Crystal Springs Golf Course Review
72.2 rating; 127 slope
Review by GolfTop18
Rating: 3 out of 5
Year Last Reviewed: 2012
More Info on Rating Criteria
Crystal Springs Golf Course Overview: Located just off the 280 freeway between San Jose and San Francisco, this tight, tree-lined course is situated on the hills above the reservoir that gives the golf course its name. It affords views on a few holes and lots of deer, but the course mostly sticks to the formula of requiring a drive between the trees to set up approaches to the fairly accessible greens. The best golf holes are reviewed below:
Crystal Springs Hole 1: The first drive of the day is unnerving for several reasons. First, there is OB via the driving range to the right. Second, there is OB left in the form of the main road to the golf course. Third, the tee box is about 15 yards from the pro shop window and putting green, so lots of people are watching. There is also the small hedge to clear, which I'm sure has been pummeled before. Although the fairway is wide, the real trick is staying clear of the enormous tree to left side of the fairway.
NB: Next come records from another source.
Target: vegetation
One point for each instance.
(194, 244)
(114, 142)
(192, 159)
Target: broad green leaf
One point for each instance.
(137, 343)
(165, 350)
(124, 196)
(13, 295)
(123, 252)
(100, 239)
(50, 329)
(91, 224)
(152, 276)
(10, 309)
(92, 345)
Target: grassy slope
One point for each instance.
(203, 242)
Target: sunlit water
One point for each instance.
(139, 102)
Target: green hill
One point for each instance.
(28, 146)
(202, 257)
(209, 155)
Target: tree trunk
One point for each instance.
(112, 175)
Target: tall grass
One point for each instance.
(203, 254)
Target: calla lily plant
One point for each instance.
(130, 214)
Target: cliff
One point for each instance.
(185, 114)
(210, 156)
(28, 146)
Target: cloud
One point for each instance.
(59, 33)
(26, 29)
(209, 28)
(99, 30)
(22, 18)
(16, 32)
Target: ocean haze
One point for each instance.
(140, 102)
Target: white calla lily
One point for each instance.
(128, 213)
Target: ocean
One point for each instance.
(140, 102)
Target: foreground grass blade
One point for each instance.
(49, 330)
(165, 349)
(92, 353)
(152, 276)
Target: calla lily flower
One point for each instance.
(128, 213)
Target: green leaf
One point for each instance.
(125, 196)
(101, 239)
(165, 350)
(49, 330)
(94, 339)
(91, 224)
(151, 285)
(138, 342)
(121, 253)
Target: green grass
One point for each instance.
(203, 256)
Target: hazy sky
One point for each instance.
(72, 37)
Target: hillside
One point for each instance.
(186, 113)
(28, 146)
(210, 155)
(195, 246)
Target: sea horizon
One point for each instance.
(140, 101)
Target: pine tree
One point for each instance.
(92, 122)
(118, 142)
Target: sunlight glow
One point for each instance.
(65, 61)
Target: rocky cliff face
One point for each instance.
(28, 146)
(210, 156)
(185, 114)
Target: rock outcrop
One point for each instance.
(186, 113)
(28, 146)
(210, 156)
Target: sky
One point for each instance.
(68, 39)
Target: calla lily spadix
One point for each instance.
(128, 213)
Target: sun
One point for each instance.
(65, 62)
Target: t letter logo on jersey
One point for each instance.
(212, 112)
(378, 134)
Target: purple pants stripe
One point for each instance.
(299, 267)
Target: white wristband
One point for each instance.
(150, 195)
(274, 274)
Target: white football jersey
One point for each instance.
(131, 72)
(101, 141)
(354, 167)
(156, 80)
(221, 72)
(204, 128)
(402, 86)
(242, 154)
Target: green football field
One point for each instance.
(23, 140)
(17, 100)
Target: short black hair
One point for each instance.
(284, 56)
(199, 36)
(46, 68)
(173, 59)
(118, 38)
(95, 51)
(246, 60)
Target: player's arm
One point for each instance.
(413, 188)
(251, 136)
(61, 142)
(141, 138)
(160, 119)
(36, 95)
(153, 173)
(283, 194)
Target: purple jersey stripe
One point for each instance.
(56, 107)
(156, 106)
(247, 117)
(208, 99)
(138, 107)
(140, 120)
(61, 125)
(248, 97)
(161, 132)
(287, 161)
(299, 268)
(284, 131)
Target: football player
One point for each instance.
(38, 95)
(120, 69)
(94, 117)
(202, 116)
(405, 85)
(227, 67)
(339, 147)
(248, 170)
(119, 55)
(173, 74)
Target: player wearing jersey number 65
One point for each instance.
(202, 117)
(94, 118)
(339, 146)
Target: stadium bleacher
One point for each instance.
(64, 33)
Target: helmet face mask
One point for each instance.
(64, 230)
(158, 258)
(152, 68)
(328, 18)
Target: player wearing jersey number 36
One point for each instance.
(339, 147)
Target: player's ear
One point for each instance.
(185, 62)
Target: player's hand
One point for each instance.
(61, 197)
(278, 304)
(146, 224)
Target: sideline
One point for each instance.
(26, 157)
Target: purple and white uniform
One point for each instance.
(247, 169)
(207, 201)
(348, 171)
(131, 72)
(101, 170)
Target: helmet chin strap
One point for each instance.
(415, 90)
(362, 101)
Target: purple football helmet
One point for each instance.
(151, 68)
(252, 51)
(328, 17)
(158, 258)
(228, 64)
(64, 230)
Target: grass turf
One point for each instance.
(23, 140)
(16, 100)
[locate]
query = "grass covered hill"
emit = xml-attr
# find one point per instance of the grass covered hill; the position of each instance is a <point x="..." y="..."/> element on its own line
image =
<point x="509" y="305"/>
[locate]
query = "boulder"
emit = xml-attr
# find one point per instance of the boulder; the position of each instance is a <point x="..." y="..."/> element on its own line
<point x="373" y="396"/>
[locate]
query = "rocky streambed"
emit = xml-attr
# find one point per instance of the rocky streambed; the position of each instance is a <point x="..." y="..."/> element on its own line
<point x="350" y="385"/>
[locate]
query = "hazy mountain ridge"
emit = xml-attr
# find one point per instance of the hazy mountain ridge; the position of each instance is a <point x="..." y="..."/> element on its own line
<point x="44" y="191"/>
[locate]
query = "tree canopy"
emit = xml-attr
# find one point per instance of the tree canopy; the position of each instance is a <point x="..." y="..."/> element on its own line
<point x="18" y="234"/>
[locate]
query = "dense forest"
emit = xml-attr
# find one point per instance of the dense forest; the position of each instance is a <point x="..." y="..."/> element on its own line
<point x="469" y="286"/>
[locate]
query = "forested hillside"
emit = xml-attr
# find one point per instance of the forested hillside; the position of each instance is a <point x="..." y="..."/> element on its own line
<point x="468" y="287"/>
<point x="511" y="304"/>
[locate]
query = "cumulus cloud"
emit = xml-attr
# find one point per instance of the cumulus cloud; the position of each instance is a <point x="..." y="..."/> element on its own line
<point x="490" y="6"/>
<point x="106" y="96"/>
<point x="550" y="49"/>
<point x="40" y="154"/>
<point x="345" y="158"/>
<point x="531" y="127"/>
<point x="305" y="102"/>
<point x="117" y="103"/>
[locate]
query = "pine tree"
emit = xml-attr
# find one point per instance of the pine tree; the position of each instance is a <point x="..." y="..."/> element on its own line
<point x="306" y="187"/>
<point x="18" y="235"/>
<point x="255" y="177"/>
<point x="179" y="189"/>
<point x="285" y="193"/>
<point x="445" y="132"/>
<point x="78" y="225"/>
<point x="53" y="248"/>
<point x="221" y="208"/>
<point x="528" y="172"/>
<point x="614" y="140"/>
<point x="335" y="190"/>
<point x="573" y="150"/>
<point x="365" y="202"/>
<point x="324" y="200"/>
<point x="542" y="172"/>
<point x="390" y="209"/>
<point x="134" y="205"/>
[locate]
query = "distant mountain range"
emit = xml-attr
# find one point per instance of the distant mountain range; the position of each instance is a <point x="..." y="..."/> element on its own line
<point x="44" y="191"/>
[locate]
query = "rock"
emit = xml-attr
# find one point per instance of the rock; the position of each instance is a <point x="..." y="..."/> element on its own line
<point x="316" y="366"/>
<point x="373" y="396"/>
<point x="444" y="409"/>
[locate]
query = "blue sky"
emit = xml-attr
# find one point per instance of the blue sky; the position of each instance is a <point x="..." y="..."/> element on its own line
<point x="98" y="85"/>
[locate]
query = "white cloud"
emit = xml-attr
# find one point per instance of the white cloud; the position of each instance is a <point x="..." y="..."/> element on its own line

Crystal Springs Hole 2: This tough driving hole is tight and the bunker on the right side must be avoided at all costs. From the fairway, the hole turns right and uphill to an undulating green with a large bunker to the right.
Crystal Springs Hole 6: The best hole on the course provides commanding views of the reservoir from the tee box but the golfer can't be distracted as the tee shot is tough. The hole is downhill and doglegs left around the out of bounds. The more of the corner that is cut (there are no trees to speak of), the shorter the approach will be to the green, which is fairly open without a lot of trouble.
Crystal Springs Hole 9: The closing hole to the front nine is extremely challenging. At over 450 yards, that is enough to jeopardize a good score, but it is also very right with huge trees blocking the corner of the slight dogleg. Making matters worse, there is OB on both sides of the hole, which pinches in severely on the left at the green. The green itself is undulating and has a bunker right and steep hillside left and long.
Crystal Springs Hole 14: The most difficult hole on the inward nine features a long dogleg left drive with heavy trees right and left. Any spray will leave little chance of going for the green in regulation, so two very solid shots are required to have any chance at par. The green has a large bunker short and left to reject wayward shots.
Crystal Springs Hole 18: The finishing hole is the most interesting of the final three relatively straight golf holes to end the day. It is relatively wide with a couple of bunkers to avoid on the tee shot, but the green is elevated so some precision is required to avoid the hillsides to the left and long of the final putting surface of the day.